How to find source of mass-added tags?

bicycle=dismount | Tags | OpenStreetMap Taginfo - from graph you can clearly see appearance of 50k instances of this tag in some bot edit, quite recently. I am interested in investigating what happened.

Does anyone has tool/capability to locate relevant edits or area where it happened?

(I have some, but they are incapable of handling so popular tag)

BTW, if you take look at bicycle=no | Tags | OpenStreetMap Taginfo it is clear that someone mass retagged bicycle=no to bicycle=dismount

6 Likes

One thing that comes to mind is using Geofabrik’s local Taginfos https://taginfo.geofabrik.de/ and basically doing a breadth-first search: check each continent for that 50k jump in dismount tag counts, then check each country on the continent that has the jump (probably checking more active countries or otherwise “usual suspects” first), then check the country’s subregions if any. Then do an Overpass search in the identified area and click around for recently changed values to find the changesets.

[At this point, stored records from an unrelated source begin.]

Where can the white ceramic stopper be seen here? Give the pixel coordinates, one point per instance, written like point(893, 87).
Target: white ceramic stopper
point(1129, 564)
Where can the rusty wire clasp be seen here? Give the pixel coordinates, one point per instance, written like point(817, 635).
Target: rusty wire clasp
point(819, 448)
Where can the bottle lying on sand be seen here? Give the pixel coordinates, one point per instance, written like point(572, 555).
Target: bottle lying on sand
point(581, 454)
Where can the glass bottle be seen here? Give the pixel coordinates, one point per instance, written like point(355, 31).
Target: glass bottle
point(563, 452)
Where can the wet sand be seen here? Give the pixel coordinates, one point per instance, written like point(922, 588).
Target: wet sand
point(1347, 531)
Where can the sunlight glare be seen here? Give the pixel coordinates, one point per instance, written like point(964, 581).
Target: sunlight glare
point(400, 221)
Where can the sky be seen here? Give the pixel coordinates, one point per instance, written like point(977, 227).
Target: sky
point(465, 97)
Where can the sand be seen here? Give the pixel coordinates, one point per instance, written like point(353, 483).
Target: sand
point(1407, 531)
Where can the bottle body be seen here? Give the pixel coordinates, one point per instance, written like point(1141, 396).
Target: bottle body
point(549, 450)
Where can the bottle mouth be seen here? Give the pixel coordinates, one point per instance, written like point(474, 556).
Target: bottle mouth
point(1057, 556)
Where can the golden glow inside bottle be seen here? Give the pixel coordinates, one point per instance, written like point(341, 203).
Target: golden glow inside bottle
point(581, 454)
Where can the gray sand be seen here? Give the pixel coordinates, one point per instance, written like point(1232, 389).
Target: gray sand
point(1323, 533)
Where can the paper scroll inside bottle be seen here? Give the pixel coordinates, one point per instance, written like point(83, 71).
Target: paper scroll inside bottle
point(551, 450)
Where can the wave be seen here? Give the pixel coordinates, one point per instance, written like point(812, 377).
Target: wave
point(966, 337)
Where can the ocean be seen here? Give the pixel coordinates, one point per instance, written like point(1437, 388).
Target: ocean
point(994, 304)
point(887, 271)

I don’t know if there’s more automated ways of doing this.

A higher resolution of the Taginfo map of tag uses, or a heatmap, would be helpful in this case.

(I can DM you the answer for this specific query, but I am assuming in this thread you want to address the general technique.)

3 Likes

Looks like Quebec, see bicycle=dismount | Tags | OpenStreetMap Taginfo Quebec

We know the approximate date, so let’s query for timestamp objects that fall within that date and hope they haven’t been modified since:

way[bicycle=dismount](if: timestamp() > "2025-09-07T00:00:00Z" && timestamp() < "2025-09-09T00:00:00Z");
out center;

We open Overpass Ultra to make sure your browser isn’t dead and get ~62,000 objects, hooray. Let’s find where they’re most numerous:

Changeset: 171660464 | OpenStreetMap


What if all objects were changed later (for example, as a result of a revert)? Add [date:"..."] to the beginning of the query.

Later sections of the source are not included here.